The professors at Hogwarts have got mentorship down. They are joyfully human: flawed, messy, complicated adult people but genuinely, passionately interested in their students. They battle together against He-Who-Must-Not-Be-Named and they explore ways to solve problems together. Dumbledore is the mentor of all mentors, as we see him guide Harry to become a confident, self-reliant wizard from the worried young boy with the scar on his forehead he was when he first arrived at Hogwarts. In Harry Potter and the Sorcerer's Stone, Harry is frozen in front of the Mirror of Erised, transfixed by the illusion of his parents, alive, happy, and standing beside him. Dumbledore knows the mysteries and power of the mirror, and that it will ultimately be a tool that Harry uses to destroy Voldemort's access to the elixir of life. Rather than prescribing answers, Dumbledore talks to Harry as a young boy struggling to come to terms with the loss of his parents. He uses it as a moment to share his confidence in Harry, to push him to look internally for strength. Dumbledore trusts Harry to work through the problem with help from Hermione and Ron, knowing that he might fail or make mistakes, and gives him an open door to talk through and learn from these mistakes along the way.

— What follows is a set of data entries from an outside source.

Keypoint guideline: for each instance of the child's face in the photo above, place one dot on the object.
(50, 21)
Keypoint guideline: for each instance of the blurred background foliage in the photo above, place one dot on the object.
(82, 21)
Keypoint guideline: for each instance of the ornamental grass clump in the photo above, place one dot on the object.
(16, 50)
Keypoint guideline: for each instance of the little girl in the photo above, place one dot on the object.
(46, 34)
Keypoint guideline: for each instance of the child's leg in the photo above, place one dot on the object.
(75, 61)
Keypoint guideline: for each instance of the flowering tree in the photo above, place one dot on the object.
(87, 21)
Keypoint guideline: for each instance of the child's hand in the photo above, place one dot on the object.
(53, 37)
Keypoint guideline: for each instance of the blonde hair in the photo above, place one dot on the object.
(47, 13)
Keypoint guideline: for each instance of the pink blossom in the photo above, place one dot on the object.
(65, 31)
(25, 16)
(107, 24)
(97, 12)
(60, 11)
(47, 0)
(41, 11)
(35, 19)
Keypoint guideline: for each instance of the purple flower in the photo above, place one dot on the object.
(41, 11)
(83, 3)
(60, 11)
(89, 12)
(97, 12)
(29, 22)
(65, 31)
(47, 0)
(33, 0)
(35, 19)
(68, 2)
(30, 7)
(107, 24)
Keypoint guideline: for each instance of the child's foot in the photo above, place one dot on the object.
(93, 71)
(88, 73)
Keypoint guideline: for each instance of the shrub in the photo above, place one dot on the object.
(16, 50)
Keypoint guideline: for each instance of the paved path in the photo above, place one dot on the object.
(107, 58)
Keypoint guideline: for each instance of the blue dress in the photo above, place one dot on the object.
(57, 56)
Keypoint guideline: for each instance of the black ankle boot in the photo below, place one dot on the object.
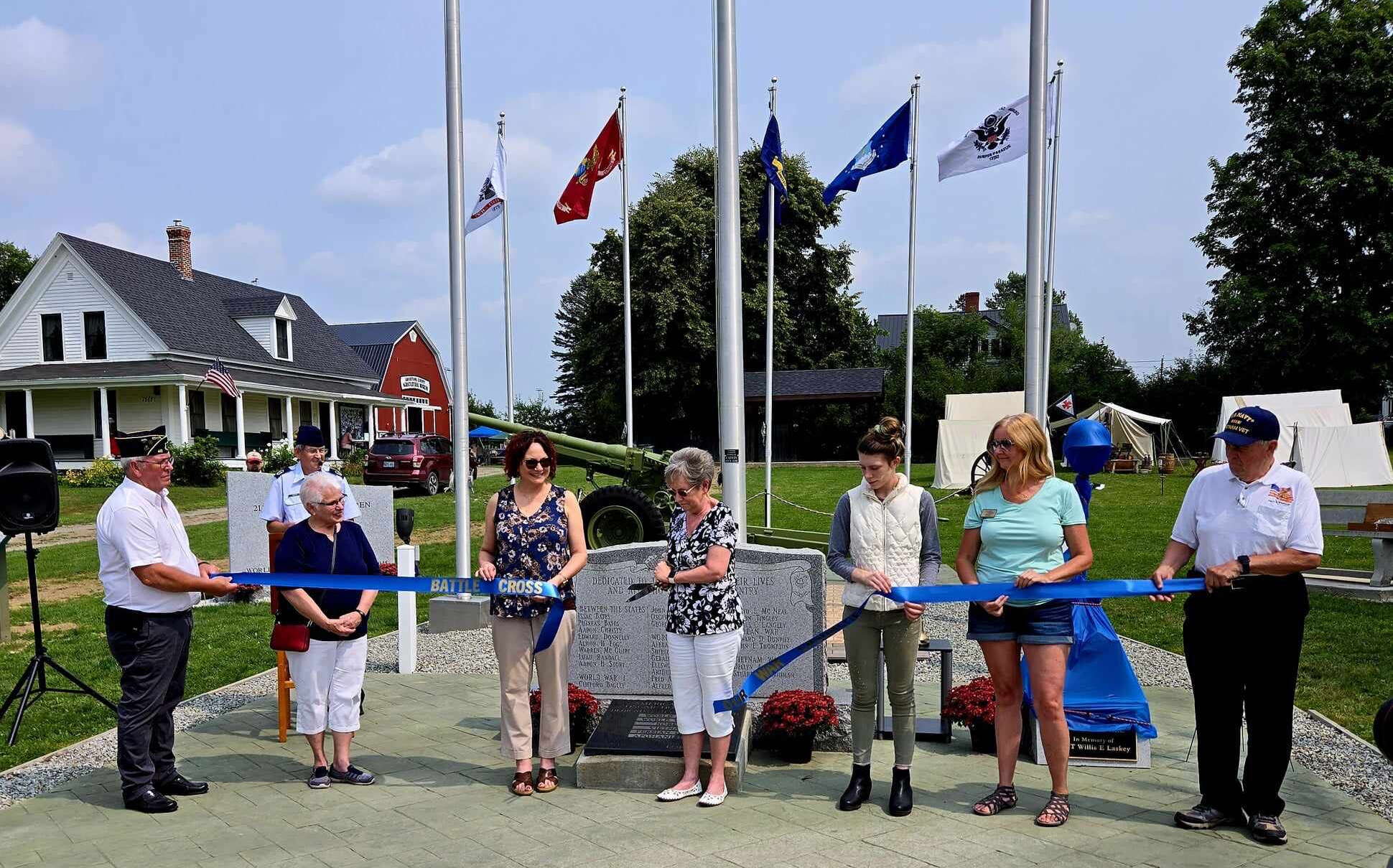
(902, 797)
(859, 790)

We can ask of our children questions rather than supply them answers: What kind of learning do you most love to do? What should I know about you as a learner? How can I best understand your struggles? Your hopes and dreams? The best way to mentor children is to become an active listener. Do not judge the child's responses but as Dumbledore did, value the journey and accompany your child in the deep thinking of discovery. Create opportunities, as the Hogwarts teachers did, to work towards a shared goal (getting active in the community, helping a neighbor, doing something for the world) where your mentorship of the child feels like partnership.

The true quest of the Harry Potter series was to reclaim and celebrate the power and magic of childhood. Harry Potter had to go to Hogwarts to capture and own the power of childhood, the childhood he never had. We don't need an actual Hogwarts to create magic everywhere our own children go. We can do it ourselves. Let's join together on Platform 9 ¾ and make it happen!